We have been exploring the use of bivariate polynomial commitment schemes to enable chunk sampling in Nomos DA v2. By representing data in two dimensions using a bivariate polynomial, we can produce a single commitment instead of multiple commitments, reducing the total number of commitments compared to the current design. For instance, in the current setup we need 32 commitments for 1 MB of data; the bivariate approach would significantly reduce this, especially in scenarios without chunk sampling.
To compare, we also evaluated expressing data in one dimension using univariate polynomials combined with multi-proof and multi-opening mechanisms to understand the performance trade-offs. This helped us assess how the system would behave if we later switched to bivariate polynomials.

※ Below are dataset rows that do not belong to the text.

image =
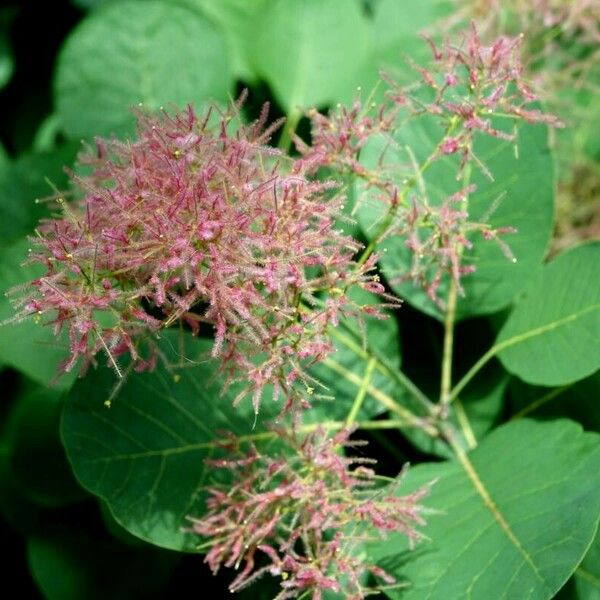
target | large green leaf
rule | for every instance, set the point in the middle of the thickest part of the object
(397, 26)
(312, 52)
(473, 415)
(37, 459)
(69, 564)
(157, 53)
(7, 59)
(553, 334)
(528, 204)
(28, 346)
(577, 401)
(516, 516)
(361, 358)
(237, 19)
(585, 582)
(144, 456)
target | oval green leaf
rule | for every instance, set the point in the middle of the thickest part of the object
(516, 516)
(553, 334)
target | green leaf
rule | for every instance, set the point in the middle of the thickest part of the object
(516, 516)
(344, 373)
(32, 176)
(30, 347)
(144, 456)
(473, 415)
(313, 52)
(577, 401)
(7, 59)
(237, 18)
(37, 459)
(157, 53)
(70, 564)
(396, 34)
(553, 334)
(527, 183)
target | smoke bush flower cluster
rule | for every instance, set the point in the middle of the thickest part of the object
(466, 90)
(301, 516)
(191, 223)
(199, 222)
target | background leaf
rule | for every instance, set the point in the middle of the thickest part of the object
(322, 51)
(130, 52)
(553, 334)
(237, 19)
(577, 401)
(516, 516)
(145, 455)
(343, 373)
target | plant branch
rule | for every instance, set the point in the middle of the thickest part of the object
(446, 383)
(362, 392)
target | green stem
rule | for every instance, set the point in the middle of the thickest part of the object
(362, 393)
(446, 383)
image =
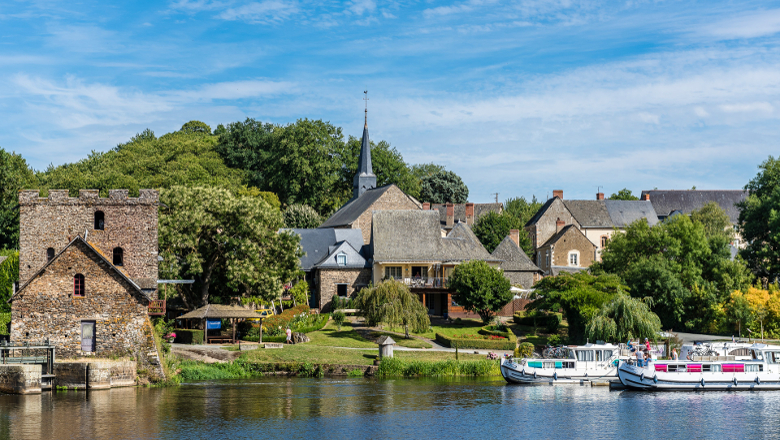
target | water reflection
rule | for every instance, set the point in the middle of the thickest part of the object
(394, 408)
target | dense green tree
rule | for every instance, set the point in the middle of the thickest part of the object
(211, 234)
(14, 175)
(443, 187)
(301, 217)
(391, 303)
(387, 164)
(492, 228)
(623, 194)
(623, 318)
(480, 288)
(581, 296)
(759, 221)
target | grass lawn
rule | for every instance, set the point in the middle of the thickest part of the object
(332, 355)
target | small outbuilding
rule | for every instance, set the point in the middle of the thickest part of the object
(386, 344)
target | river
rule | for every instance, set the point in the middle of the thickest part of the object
(293, 408)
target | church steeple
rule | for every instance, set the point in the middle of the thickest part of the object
(364, 178)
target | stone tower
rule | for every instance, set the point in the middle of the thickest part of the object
(122, 228)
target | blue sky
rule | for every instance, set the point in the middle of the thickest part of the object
(518, 98)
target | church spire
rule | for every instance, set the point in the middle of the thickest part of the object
(364, 178)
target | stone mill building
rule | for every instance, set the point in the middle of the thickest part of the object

In parallel, we decided to revisit the FK20 method, particularly its multi-opening proof generation mechanism, to better understand how FK20 could be applied both to univariate and bivariate polynomials. This includes a deeper review of FK20’s multi-proof generation process in the first phase.
A bivariate polynomial is a function
$F(X,Y)=\sum_{i=0}^{d_X}\sum_{j=0}^{d_Y}a_{i,j}X^iY^j$
with bounded degree in each variable $(d_X,d_Y)$. In a data-availability setting, we often treat a rectangular matrix of data as evaluations of $F$ on a grid of points $(x_i,y_j)$.
Prover constructs witnesses $Q_X,Q_Y$ satisfying:
$F(X,Y)-v=(X-x_0)Q_X(X,Y)+(Y-y_0)Q_Y(X,Y).$
Send proofs of $Q_X,Q_Y$ (or use a random-line reduction to a univariate opening).